When the present invention detects the passing of the tail end of a material to be rolled at a position in front of a specific stand of a tandem rolling mill, the tension in the stand and the next stand is reduced before the tail end passes the specific stand, and the tension is reduced in the stand and the next stand. The above problem was solved by calculating the rolling load change due to tension reduction from the rolling load model formula, and then subtracting the gap correction amount due to the load change from the gap amount for plate thickness control.

The above-mentioned passage of the tail end of the material to be rolled can be directly detected by a sensor, or it is also possible to employ a detection means based on calculations based on the circumferential speed of the roll, etc.

[Effect]

In order to prevent the tail end of the material from springing off by loosening the tension between the stands, the tightening of the roll gap due to the decrease in tension can be subtracted from the amount of correction of boyar for plate thickness control (this can be prevented, and the meandering of the material to be rolled can be prevented). will not occur.

〔Example〕

FIG. 1 is a schematic diagram in which the present invention is applied to a tandem rolling mill. In the figure, 1 is a rolling mill, 2 is a hydraulic rolling device, and 3 is a rolling mill.
is a looper, 4 is a material to be rolled, 5 is a looper control lid, 6
Reference numeral denotes a sheet thickness control device, 7 a gap correction correction device, 8 a tension reduction control device, 9 a tracking device, and 10 a sensor for detecting the tail end of sheet threading.

During the rolling operation, rolling is performed while being tracked by the tracking device 9. When the tail end of the material to be rolled reaches the distance estimated by detection or tracking by the sensor 10 located in front of the first stand in the tandem stand, it is located in front of the first stand.

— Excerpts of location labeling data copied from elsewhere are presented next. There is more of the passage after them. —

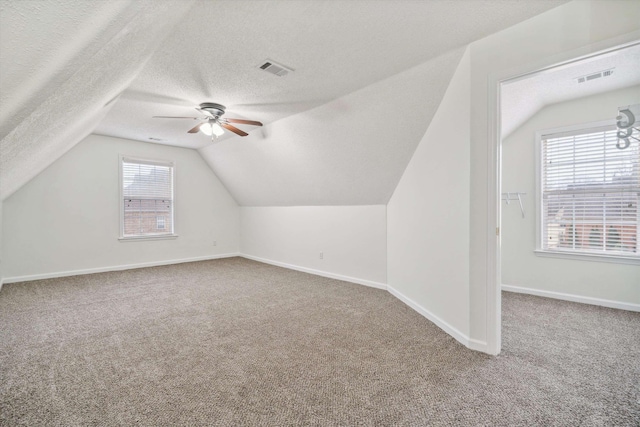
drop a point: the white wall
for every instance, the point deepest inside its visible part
(67, 218)
(352, 239)
(428, 215)
(574, 29)
(520, 266)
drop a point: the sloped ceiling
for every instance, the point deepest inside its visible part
(521, 99)
(62, 62)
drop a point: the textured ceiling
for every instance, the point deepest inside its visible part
(62, 61)
(52, 97)
(523, 98)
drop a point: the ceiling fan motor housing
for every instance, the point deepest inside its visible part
(216, 110)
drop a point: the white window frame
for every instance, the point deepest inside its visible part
(539, 251)
(158, 236)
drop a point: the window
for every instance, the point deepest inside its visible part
(147, 198)
(589, 193)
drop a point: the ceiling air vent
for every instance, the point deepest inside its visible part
(274, 68)
(593, 76)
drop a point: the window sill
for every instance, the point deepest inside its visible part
(616, 259)
(148, 237)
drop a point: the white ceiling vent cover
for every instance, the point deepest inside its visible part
(593, 76)
(274, 68)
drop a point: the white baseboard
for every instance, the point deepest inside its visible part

The tension of the material to be rolled is decreased by the tension reduction control device 8 between the 1st and 1st times. At this stage, the rolling model is used to calculate the load variation at one stand due to the tension reduction and the load variation at i+1 stand.
This method calculates the amount of gap correction due to only the tension variation from the load variation, and subtracts it from the correction amount of the plate thickness control device.

〔Effect of the invention〕

The present invention can achieve the following effects.

(1) Meandering of the material to be rolled does not occur, and the function of preventing tail end splashing by the looper can be fully demonstrated.

(2) Therefore, the occurrence of damage to rolls, etc. due to tail end splashing is reduced.

(3) Since it is possible to reduce the number of roll replacements due to damage to rolls, etc., an improvement in work efficiency can be expected.

(4) The impact on other products due to irregular roll changes can be reduced, and the number of outside orders can be reduced.

[Brief explanation of the drawing]

FIG. 1 is a diagram showing a control system for implementing the present invention. 1: Rolling machine 2: Hydraulic rolling device 3 Nil-par 4: Rolled material 5 Nil-par control device 6: Thickness control device 7: Gap correction device 8: Tension reduction control device 9 Ni-dracking device 10: Sensor patent Applicant New Japan! i! Masu Kobori, Representative of the Steel Stock Company

Claims (1)

[Claims] 1. In a tandem rolling machine equipped with a measuring device that measures the load and thickness of the material to be rolled, a rolling control device that controls the thickness of the material to be rolled to a target value, and a control device that controls the tension between the stands to be constant, When the passage of the tail end of the material to be rolled at the front position of a specific stand is detected, the tension in that stand and the next stand is reduced before the tail end passes through the specific stand, and the rolling load change due to the decrease in tension is reduced. A method for preventing tail end splashing of a continuous rolling mill, characterized by calculating from a load model formula and further subtracting a gap correction amount based on the load change from a gap amount for plate thickness control.